Learning to estimate probabilistic attitude via matrix Fisher distribution with inertial sensor

Abstract

We propose a probabilistic framework for attitude estimation using the matrix Fisher distribution on the special orthogonal group $SO\left(3\right)$. To be specific, a deep neural network is first designed to estimate the attitude probability distributions over $SO\left(3\right)$, i.e., the unconstrained parameters of matrix Fisher distribution. The network takes common inertial measurements as input and overcomes the challenge of learning a regression model due to the topology difference between the $R^N$ and $SO\left(3\right)$. We achieve this by using negative log-likelihood loss, which provides a loss function with desirable properties, such as convexity.
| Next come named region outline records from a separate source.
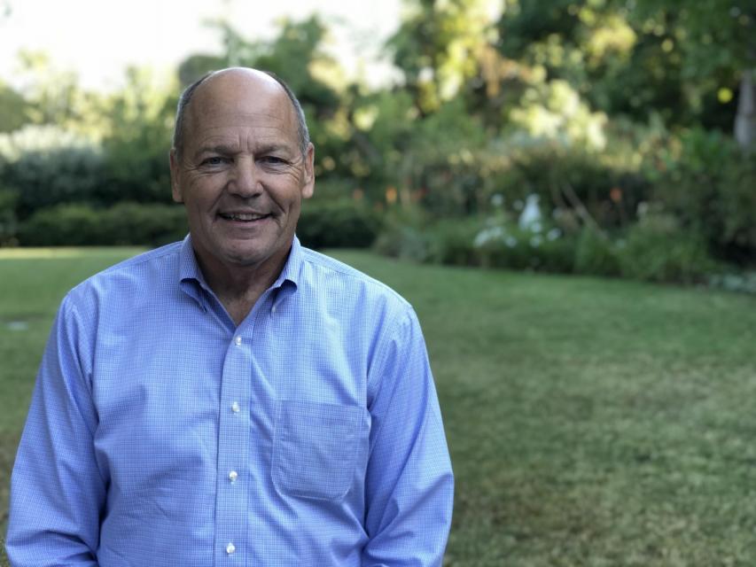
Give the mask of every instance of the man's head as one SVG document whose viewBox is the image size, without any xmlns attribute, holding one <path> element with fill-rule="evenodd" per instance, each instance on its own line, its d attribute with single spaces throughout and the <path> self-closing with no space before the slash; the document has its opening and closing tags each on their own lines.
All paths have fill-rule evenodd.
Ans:
<svg viewBox="0 0 756 567">
<path fill-rule="evenodd" d="M 187 88 L 171 180 L 203 270 L 283 265 L 313 192 L 313 159 L 301 107 L 280 80 L 234 67 Z"/>
</svg>

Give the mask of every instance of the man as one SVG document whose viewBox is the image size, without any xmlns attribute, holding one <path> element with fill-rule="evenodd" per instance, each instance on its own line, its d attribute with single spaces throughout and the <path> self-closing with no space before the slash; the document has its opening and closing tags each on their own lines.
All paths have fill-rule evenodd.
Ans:
<svg viewBox="0 0 756 567">
<path fill-rule="evenodd" d="M 452 474 L 412 308 L 302 248 L 285 85 L 184 91 L 190 235 L 63 300 L 12 479 L 12 564 L 440 565 Z"/>
</svg>

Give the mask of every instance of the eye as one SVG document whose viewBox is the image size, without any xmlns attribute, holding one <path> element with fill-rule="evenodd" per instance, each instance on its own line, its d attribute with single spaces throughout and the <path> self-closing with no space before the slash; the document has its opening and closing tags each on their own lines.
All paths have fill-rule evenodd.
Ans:
<svg viewBox="0 0 756 567">
<path fill-rule="evenodd" d="M 288 163 L 285 159 L 278 156 L 262 156 L 260 158 L 260 161 L 269 166 L 281 166 Z"/>
<path fill-rule="evenodd" d="M 209 158 L 205 158 L 201 161 L 199 165 L 201 166 L 221 166 L 229 161 L 228 158 L 223 158 L 222 156 L 210 156 Z"/>
</svg>

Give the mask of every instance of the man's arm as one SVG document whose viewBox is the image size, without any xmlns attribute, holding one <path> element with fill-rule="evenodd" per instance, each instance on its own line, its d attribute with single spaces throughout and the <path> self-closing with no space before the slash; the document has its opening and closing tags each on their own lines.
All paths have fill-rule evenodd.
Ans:
<svg viewBox="0 0 756 567">
<path fill-rule="evenodd" d="M 13 567 L 97 566 L 105 483 L 95 458 L 90 346 L 64 299 L 37 375 L 11 478 Z"/>
<path fill-rule="evenodd" d="M 440 566 L 454 479 L 425 344 L 414 311 L 381 347 L 370 382 L 363 567 Z"/>
</svg>

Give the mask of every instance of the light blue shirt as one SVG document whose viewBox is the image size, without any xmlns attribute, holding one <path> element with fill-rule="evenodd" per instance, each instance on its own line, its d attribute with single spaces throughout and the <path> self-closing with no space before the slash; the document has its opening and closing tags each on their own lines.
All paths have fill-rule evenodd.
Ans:
<svg viewBox="0 0 756 567">
<path fill-rule="evenodd" d="M 63 300 L 6 545 L 14 567 L 440 565 L 452 493 L 404 299 L 295 238 L 236 327 L 187 237 Z"/>
</svg>

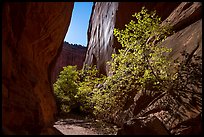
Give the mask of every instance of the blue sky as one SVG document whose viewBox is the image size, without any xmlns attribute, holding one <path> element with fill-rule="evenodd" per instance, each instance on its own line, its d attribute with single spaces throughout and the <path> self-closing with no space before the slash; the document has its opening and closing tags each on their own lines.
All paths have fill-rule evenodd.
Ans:
<svg viewBox="0 0 204 137">
<path fill-rule="evenodd" d="M 74 2 L 72 18 L 64 41 L 87 46 L 87 30 L 93 2 Z"/>
</svg>

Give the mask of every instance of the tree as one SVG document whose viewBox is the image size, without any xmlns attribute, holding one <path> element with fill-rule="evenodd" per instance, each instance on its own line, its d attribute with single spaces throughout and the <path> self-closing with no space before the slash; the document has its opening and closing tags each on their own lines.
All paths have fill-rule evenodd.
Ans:
<svg viewBox="0 0 204 137">
<path fill-rule="evenodd" d="M 124 30 L 114 29 L 122 49 L 108 62 L 112 75 L 95 90 L 95 96 L 101 97 L 96 99 L 95 113 L 106 118 L 120 113 L 138 91 L 164 92 L 168 81 L 176 78 L 165 56 L 171 49 L 161 46 L 171 28 L 160 26 L 156 11 L 148 13 L 144 7 L 133 17 L 136 21 L 131 20 Z"/>
<path fill-rule="evenodd" d="M 78 72 L 76 66 L 63 67 L 63 71 L 60 72 L 53 86 L 60 112 L 69 112 L 77 107 L 75 95 L 78 92 Z"/>
</svg>

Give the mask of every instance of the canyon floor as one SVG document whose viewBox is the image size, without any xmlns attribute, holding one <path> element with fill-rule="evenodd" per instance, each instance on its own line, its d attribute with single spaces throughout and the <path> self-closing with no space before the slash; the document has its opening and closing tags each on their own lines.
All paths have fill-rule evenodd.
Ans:
<svg viewBox="0 0 204 137">
<path fill-rule="evenodd" d="M 116 135 L 117 133 L 114 124 L 74 114 L 58 118 L 54 127 L 63 135 Z"/>
</svg>

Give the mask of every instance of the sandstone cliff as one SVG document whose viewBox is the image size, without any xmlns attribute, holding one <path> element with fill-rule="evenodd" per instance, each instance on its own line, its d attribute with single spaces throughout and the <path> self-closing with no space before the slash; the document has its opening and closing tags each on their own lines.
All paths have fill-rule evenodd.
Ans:
<svg viewBox="0 0 204 137">
<path fill-rule="evenodd" d="M 77 69 L 82 69 L 86 55 L 86 47 L 77 44 L 63 43 L 62 51 L 57 57 L 55 67 L 52 69 L 52 83 L 56 82 L 60 71 L 67 65 L 76 65 Z"/>
<path fill-rule="evenodd" d="M 89 21 L 88 49 L 84 64 L 97 65 L 101 73 L 107 74 L 106 62 L 111 59 L 111 54 L 120 48 L 113 36 L 114 28 L 124 28 L 142 6 L 150 11 L 156 10 L 158 15 L 165 19 L 178 5 L 177 2 L 96 2 Z"/>
<path fill-rule="evenodd" d="M 140 11 L 142 6 L 149 10 L 156 9 L 163 20 L 161 25 L 168 22 L 173 26 L 175 34 L 163 42 L 163 45 L 173 50 L 169 57 L 178 58 L 181 61 L 180 52 L 183 50 L 202 56 L 201 3 L 96 2 L 89 22 L 88 49 L 84 64 L 95 64 L 101 73 L 108 74 L 105 63 L 111 59 L 111 54 L 120 48 L 113 37 L 113 28 L 123 28 L 124 24 L 130 22 L 131 15 Z M 188 75 L 195 77 L 197 74 L 194 76 L 189 72 Z M 200 77 L 197 75 L 199 80 Z M 188 80 L 188 78 L 183 79 L 181 82 Z M 114 122 L 121 126 L 118 134 L 200 134 L 202 117 L 200 84 L 196 85 L 188 81 L 186 87 L 175 85 L 177 89 L 172 89 L 171 93 L 177 95 L 164 94 L 151 97 L 142 92 L 133 95 L 134 99 L 128 102 L 131 105 L 124 108 L 122 114 L 115 116 Z M 155 98 L 157 100 L 154 100 Z M 184 101 L 179 104 L 180 107 L 177 110 L 175 106 L 178 105 L 178 100 Z M 170 112 L 172 110 L 176 111 L 175 115 Z"/>
<path fill-rule="evenodd" d="M 72 9 L 73 3 L 64 2 L 3 3 L 4 134 L 47 133 L 52 127 L 56 104 L 51 62 L 69 27 Z"/>
</svg>

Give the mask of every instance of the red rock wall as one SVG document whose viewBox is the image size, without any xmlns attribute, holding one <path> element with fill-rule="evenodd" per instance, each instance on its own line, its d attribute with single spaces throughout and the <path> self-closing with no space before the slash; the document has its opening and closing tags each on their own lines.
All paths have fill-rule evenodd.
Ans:
<svg viewBox="0 0 204 137">
<path fill-rule="evenodd" d="M 3 3 L 2 128 L 39 134 L 52 127 L 56 104 L 50 64 L 65 37 L 73 3 Z"/>
<path fill-rule="evenodd" d="M 86 55 L 86 47 L 81 45 L 71 45 L 63 43 L 62 51 L 57 57 L 55 67 L 52 69 L 52 83 L 56 82 L 60 71 L 67 65 L 76 65 L 77 69 L 82 69 Z"/>
<path fill-rule="evenodd" d="M 114 28 L 124 28 L 125 24 L 133 19 L 132 15 L 143 6 L 149 11 L 156 10 L 158 15 L 165 19 L 179 4 L 179 2 L 96 2 L 89 22 L 88 49 L 84 64 L 96 64 L 101 73 L 107 74 L 106 62 L 111 59 L 111 54 L 121 47 L 113 36 Z"/>
</svg>

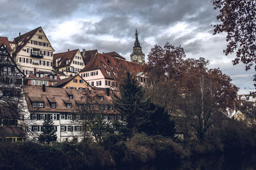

Subsequently, a Bayesian fusion framework is introduced for properly fusing the measurement probability distribution estimated by the network with the kinematic model of the rigid body to recover the accurate attitude, and simultaneously estimate the time-varying gyroscope bias. The overall Bayesian estimator can be divided into two key steps: uncertainty propagation based on attitude kinematics and measurement update based on the learned network outputs. Finally, extensive experiments are conducted on several datasets representing driving, flying and walking scenarios, and the results demonstrate a promising performance of the proposed method compared with the state-of-the-art ones. Moreover, we present some ablation experimental results and discuss the application of our method to vehicle dead reckoning by combining it with a constrained velocity model.